There’s not much in retail that’s worse than a minus in front of a sales or profit figure but M&S looks as if it’s going the right way.

There’s not much in retail that’s worse than a minus in front of a sales or profit figure.

But for Marks & Spencer that’s been the case for a while at its crucial clothing division so the focus has been on the direction of travel the numbers show.

M&S boss Marc Bolland has, to the frustration of some, time and again emphasised that he is on a “step by step journey” towards putting the bellwether business back on course.

Wednesday’s interims showed that he seems to be making some progress towards a destination that has sometimes appeared more of a mirage than reality.

The latest numbers can be sliced and diced in various ways. Underlying profit up, statutory a little down, operating profit at the flagship UK business off a bit.

But there’s no disputing earnings came in ahead of consensus expectations and that no doubt will have put a little spring in Bolland’s step.

Like other apparel groups, M&S sweated during the hot autumn that wilted fashion sales.

That was a disappointment after the warm reception the retailer’s latest ranges received from fashionistas and a rise in womenswear sales in the first five months of the half year.

However, a focus on full-price sales paid off and M&S managed to protect margin and also increased its target for the full year.

The results were greeted – at the time of writing – with a 9% share price rise.

That, however, is as much a verdict on M&S’s past underperformance as it may be a sign of optimism that the retailer may at last be returning to some sort of form.

A day before M&S reported, value fashion powerhouse Primark unveiled a 30% annual profit increase.

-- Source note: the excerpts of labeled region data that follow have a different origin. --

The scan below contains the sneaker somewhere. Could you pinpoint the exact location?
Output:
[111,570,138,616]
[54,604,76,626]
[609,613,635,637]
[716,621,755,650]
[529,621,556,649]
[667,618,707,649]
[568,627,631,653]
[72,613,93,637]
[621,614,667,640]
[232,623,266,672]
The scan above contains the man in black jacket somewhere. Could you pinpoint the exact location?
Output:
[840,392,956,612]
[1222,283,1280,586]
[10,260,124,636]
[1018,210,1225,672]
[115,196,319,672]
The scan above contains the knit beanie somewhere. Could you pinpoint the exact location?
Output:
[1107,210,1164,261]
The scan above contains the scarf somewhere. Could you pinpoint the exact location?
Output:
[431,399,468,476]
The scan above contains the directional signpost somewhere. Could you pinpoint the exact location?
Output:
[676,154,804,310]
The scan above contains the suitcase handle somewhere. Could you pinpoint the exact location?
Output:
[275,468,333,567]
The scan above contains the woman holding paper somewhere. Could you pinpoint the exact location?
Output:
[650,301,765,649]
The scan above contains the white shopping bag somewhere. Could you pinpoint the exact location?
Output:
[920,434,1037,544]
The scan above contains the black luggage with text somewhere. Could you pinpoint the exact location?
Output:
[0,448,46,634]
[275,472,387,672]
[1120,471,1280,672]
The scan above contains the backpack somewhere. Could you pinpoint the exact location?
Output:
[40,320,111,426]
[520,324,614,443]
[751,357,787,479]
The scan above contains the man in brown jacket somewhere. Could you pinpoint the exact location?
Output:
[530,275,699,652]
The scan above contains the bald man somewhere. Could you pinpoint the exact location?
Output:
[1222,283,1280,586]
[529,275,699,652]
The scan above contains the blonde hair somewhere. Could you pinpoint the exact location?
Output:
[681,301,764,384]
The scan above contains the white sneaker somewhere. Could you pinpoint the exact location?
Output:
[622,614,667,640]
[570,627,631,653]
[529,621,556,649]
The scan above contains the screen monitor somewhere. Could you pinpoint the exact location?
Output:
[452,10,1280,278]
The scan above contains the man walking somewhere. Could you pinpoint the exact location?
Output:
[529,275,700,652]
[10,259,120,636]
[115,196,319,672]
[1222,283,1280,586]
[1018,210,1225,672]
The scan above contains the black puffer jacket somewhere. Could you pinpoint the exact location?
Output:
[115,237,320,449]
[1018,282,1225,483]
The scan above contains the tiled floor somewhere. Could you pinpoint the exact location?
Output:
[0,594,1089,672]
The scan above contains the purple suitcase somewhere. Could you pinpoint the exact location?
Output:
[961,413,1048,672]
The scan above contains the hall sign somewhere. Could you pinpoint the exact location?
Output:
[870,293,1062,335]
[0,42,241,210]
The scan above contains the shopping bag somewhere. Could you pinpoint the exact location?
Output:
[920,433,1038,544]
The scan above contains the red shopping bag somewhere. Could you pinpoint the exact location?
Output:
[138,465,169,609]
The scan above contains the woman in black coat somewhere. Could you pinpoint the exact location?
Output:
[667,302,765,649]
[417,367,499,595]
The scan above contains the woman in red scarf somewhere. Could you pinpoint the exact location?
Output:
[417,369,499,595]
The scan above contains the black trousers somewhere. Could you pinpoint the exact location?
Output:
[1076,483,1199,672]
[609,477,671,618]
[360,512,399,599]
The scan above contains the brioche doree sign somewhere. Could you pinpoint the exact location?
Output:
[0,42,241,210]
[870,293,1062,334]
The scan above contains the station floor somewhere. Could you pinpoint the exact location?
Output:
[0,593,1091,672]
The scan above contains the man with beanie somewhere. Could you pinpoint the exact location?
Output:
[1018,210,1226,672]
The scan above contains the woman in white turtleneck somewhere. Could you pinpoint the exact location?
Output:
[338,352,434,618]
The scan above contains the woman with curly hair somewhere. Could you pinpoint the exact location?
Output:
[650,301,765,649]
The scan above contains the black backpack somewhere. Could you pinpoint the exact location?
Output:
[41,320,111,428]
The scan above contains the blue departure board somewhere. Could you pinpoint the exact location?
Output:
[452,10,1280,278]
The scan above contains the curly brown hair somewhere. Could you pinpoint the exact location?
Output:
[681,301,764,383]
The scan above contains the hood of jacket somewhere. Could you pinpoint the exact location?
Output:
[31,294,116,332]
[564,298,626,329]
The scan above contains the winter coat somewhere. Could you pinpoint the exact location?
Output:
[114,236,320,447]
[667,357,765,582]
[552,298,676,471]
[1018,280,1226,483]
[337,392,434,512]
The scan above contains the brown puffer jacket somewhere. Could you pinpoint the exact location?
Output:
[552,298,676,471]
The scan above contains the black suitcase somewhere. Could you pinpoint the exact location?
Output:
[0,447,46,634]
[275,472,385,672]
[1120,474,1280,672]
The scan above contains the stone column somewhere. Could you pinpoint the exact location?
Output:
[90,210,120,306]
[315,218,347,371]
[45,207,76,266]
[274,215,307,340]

Since its year-end in mid-September it is understood that Primark’s sales and profits have climbed 10%.

George Weston, chief executive of Primark parent ABF, told Retail Week: “The way people think about clothes shopping has changed for good. People are paying less for clothes.”

The rise of Primark has changed the fashion retail landscape and is no doubt one factor in M&S’s problems in recent years.

However Wednesday’s results showed that M&S need not simply race to the bottom on price if it makes the right style calls.

The old mantra, often repeated by ex-M&S boss Sir Stuart Rose, that value is the function of price times quality can still hold true.  

Bolland’s compass seems to be guiding M&S along the right route – albeit step by step, inch by inch, toehold by toehold.

The retailer’s bosses may be allowed to clink a glass of M&S’s Oudinot Brut NV Champagne (£150 for a case of six bottles if you’re interested) this week.

But until there’s a plus sign in front of the general merchandise top line it’s still not quite party time at Paddington Basin.